Featherweight Skill Series - The Ruffler, Part 1

Thank you for coming to my Featherweight Skill Series! There are thousands of us who love our little 221s but need or want a little more "know-how" on using them to their fullest potential. I hope my posts and videos will help you get more know-how and confidence in using your beautiful Featherweight. Enjoy the classes!

Class #9 - The Ruffler - Part 1

Class supply list:
Your fully threaded sewing machine with the Ruffler, several practice pieces of fabric: 4" x WOF (width of fabric) that have been hemmed, if desired. (See classes 5 & 7 for hemming instruction)

Let's get sewing!

One of my Singer sewing books gave this drawing, which names parts on the unit. I'll refer to these names throughout the Ruffler posts.

Installing the Ruffler isn't too difficult. The only thing that needs to be done differently is to place the fork arm around the needle screw so it's movement causes the Ruffler's gears to function.

The adjusting lever has numbers and a star on its plate. 
This determines how many pleats are sewn into the fabric. The star setting disengages the unit's function and produces no pleating in the stitches when selected.

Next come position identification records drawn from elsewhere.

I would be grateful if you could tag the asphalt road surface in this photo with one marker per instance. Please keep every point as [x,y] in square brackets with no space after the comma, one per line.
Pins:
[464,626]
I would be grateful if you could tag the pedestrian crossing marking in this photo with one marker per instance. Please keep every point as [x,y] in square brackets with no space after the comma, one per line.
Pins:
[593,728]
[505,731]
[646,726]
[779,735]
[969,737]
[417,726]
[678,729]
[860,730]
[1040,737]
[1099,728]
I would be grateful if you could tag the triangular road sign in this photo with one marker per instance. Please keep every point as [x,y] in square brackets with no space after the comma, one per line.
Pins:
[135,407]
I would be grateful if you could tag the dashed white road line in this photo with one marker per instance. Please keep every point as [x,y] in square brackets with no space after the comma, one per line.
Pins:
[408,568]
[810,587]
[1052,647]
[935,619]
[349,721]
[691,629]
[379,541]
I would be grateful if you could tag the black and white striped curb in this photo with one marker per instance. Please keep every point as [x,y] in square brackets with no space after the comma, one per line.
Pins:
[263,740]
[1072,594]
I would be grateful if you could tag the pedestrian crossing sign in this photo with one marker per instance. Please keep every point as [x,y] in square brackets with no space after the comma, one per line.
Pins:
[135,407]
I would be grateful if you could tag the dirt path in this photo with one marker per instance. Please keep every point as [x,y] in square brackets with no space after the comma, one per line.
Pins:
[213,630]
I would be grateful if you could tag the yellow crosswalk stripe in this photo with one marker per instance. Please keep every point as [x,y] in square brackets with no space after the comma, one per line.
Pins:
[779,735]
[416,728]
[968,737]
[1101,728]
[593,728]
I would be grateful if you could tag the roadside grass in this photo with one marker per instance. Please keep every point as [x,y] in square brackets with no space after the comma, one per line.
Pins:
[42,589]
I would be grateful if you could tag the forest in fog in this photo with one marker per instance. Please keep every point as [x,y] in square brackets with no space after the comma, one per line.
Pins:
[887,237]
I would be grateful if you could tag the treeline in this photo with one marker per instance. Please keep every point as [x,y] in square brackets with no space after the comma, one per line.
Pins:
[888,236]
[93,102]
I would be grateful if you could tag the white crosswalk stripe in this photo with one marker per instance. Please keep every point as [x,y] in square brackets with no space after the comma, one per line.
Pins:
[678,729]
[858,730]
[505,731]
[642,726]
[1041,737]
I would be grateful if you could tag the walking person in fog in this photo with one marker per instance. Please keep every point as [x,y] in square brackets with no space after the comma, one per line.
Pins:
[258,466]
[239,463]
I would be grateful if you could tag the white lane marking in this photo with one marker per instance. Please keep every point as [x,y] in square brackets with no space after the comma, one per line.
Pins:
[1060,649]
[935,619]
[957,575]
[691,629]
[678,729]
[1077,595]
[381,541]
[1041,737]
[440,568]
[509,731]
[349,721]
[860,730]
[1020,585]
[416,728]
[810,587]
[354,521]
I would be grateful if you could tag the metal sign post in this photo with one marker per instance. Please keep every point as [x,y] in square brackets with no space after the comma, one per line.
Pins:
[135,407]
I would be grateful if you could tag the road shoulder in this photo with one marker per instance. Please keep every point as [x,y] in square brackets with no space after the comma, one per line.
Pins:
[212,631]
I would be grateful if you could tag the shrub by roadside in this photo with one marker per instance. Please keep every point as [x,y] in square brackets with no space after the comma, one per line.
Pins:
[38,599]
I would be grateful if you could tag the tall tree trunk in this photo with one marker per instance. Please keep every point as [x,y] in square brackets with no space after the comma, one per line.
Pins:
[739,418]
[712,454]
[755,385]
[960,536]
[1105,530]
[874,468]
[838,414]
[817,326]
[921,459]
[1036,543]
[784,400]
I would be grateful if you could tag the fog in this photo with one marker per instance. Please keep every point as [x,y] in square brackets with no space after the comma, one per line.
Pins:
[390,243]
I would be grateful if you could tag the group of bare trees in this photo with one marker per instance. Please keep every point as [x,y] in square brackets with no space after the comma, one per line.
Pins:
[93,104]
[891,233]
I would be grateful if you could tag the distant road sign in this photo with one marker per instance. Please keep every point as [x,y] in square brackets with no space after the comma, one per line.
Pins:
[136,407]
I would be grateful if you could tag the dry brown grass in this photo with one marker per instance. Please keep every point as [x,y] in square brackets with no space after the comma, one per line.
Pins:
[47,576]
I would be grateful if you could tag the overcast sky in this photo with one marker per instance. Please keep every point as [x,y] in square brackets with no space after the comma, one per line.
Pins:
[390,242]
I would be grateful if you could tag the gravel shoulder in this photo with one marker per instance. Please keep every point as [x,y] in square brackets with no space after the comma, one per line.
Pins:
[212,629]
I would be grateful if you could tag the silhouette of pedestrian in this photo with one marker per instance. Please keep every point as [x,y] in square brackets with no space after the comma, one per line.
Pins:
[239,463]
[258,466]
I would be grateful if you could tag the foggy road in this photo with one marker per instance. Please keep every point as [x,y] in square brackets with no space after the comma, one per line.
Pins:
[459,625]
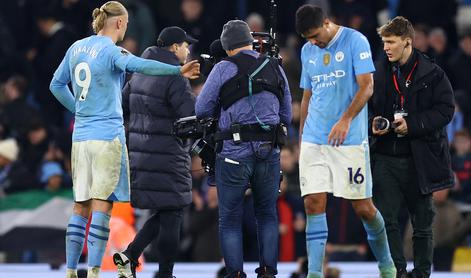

Here are samples of some strips after changing the adjusting lever. My stitch length was set at 8.
The top strip was folded in half and has a pleat sewn in every stitch giving a full ruffle.
The middle strip has a pleat sewn in every 6th stitch. 
The bottom strip has a pleat sewn in every 12th stitch. 

All very nice effects! They can become more pleated with a shorter stitch length setting. A 10 or 12 would give a fuller ruffle than a stitch length of 6 or 8. 

The adjusting screw will change the pleat depth by increasing or lessening the push on the adjusting finger, which affects the ruffling blade. That was a mouthful!

When the screw is all the way down, your pleat will be folded under at its maximum depth. As you unscrew the screw, the pleat depth will lessen and the pleat effect is less full. 

The separator guide will help keep your fabric to be sewn in a straight line. As the blade pills the fabric in to pleat it, this gives you more control of the strip.

Here what it looks like from underneath when the strip is installed in the separator guide.

Here's a video showing how to use the Ruffler. 

There may be times when you don't want the fabric to pleat in a straight line. Remove the fabric from the guide to allow it to move freely. 

As you sew, you can steer the sewing along various areas on the strip.

Using this method, here's where I did this and got a shell type effect on my strip.


Homework: Take your fabric and sew ruffles on them!  Make a strip of each adjusting lever setting, changing the adjusting screw after a few inches of stitching. Try changing your stitch length on your machine to see what setting you like best. Feed the fabric through the separator guide and then out of the guide to stitch a shell effect.
Write on your samples and save them so you can recreate the settings for future projects.